Speaker
Description
Observed variability in summer surface snow isotopic composition (∂18O, ∂D) cannot solely be explained by precipitation events. This variability, however, influences the overall summer isotope signal that is archived in ice cores. It is important to identify and quantify the impact of all signal formation processes contributing to the snow isotopic composition to ensure an optimal interpretation of ice core isotope records. Through a combination of laboratory experiments and in-situ observations from the Greenland Ice Sheet the evidence of isotopic fractionation during snow sublimation has been demonstrated. However, the impact of post-depositional processes influencing the surface snow isotope signal before it gets buried remains unquantified to-date. Here we show that the continuous exchange of humidity between the atmosphere and the snow surface through sublimation and deposition is a driver for the summer surface isotope variability.
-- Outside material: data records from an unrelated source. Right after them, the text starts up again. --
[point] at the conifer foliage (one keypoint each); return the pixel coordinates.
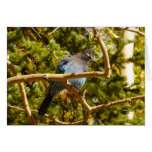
(36, 50)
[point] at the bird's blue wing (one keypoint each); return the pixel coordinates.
(62, 65)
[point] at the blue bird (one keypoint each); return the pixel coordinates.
(71, 64)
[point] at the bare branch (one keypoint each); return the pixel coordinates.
(103, 106)
(54, 30)
(22, 90)
(52, 77)
(131, 30)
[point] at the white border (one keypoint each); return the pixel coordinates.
(74, 138)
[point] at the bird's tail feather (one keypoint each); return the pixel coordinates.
(45, 104)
By comparing modeled against in-situ observed surface isotope variability, we demonstrate that fractionation-including vapor-snow exchange can explain 52% of the ∂D day-to-day variability and 35% of the variability observed in snow ∂18O. Further, we document substantial isotopic enrichment in the uppermost centimeters of snow induced by sublimation which suggests a vapor-exchange-induced warm-bias in the buried summer isotope signal. Our results lead to an improved process understanding and necessitate the implementation of fractionation during the sublimation process in isotope-enabled climate models.